Complaints about Israel’s health and medical care system make me chuckle. My experience is one of general satisfaction with my choice of health plan (called 'kupah' - in Israel there are several competing plans, ed.), and praise for the doctors and nurses. If you think this system is tough, try negotiating America’s nettle of health care delivery.

The US system is a broken one only working for the rich, not even necessarily for the insured. Vilification and belittlement of the President and Obamacare (OC) focus on the erosion of individual liberties, the negative impact on business investment, and increasing the national budget deficit.  Sloppy government planning and failure to execute the pla in an efficient manner give gravitas to the opponents.  Eventually, however, it looks as though OC will become part of the national fabric like the two untouchables, Social Security and Medicare.

Health and medical care is phantasmagorically  too expensive for the US middle class to afford. CNBC 2013 reports “bankruptcies resulting from unpaid medical bills…(are) making health care the No. 1 cause of such filings, and outpacing bankruptcies due to credit-card bills or unpaid mortgages according to new data.  And even having health insurance doesn’t buffer consumers against financial hardship,” as 10 million Americans with coverage are not able to pay-off their medical bills in one year.

You don’t even get what you pay for: life expectancy, relative per capita cost of health care as a percentage of GDP, and absolute per capita cost for preventative and curative services, family planning, nutrition and emergency aid, ranks the US 46th behind Iran, according to a Bloomberg study.

Israel ranks fourth after Hong Kong, Singapore, and Japan. Life expectancy in Israel is 81.8 years. Care costs the average citizen $2,426 per year. Americans live 78.6 years spending $8,608 on health care per capita.

Our business in the US, prior to our aliya, employed more than 70.  We severely reduced our employer contribution for premiums from 80% to 30%, increased co-pays to $50 per office visit, and for prescription medicines, raised deductible from $250 to nearly $2,000. Then I was warned to beware hiring young women and older men. The former have babies and the latter heart attacks. Heaven forfend an employee who contracts HIV or Lupus.

One valued employee received a job offer from another firm at a salary we were unable to match. He stayed with our company, because his pre-existing diabetes made him ineligible for their insurance. He was slave to his illness and insurance companies.

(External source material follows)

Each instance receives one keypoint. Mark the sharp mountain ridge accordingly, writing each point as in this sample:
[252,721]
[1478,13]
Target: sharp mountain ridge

Mitt Romney, on a visit to Israel, observed, “You (Israel) spend eight percent of GDP on health care. You’re a pretty healthy nation.  We (US) spend 18 percent of our GDP on health care,10 percentage points more, (and) we have to find ways not just to provide health care to more people, but to find ways to fund and manage our health care costs.”

A key component of Israel’s health and medical care includes the individual mandate requiring every citizen to have insurance that Romney condemns as a communist policy.

 Every delivery system has its flaws, but Israel’s seven million people support universal coverage.  35 million Canadians support one of the world’s most popular systems.  A Harris-Decima poll concludes 82% of Canadians prefer their system; ten times the number of Americans believing the US system is superior.

“You want your own doctor don’t you?” cry Obamacare antagonists. Today you can have one in the US if you pay a concierge fee of $3,000 or more. So many specialists are already attached to social/business networks that cover their extraordinary medical malpractice premiums that the notion of “your own doctor” is quickly becoming a fairy tale.

A pregnant woman can see the same doctor for nine months, but the night of the delivery she gets whomever is on call.  Delivering a healthy baby in the US costs $6,000 and up, while my daughter-in-law in Israel at most spent $250 for the delivery and nine months of prenatal care.

This is not an argument for Obamacare. OC merely rearranges the deck chairs on the Titanic, and might learn a lot from Israel.

Americans need to face the reality of a broken system, and stop defending it like Shel Silverstein who wrote, “Oh what do you do, poor Angus, When hunger makes you cry? I fix myself an omelet, sir, Of fluffy clouds and sky.”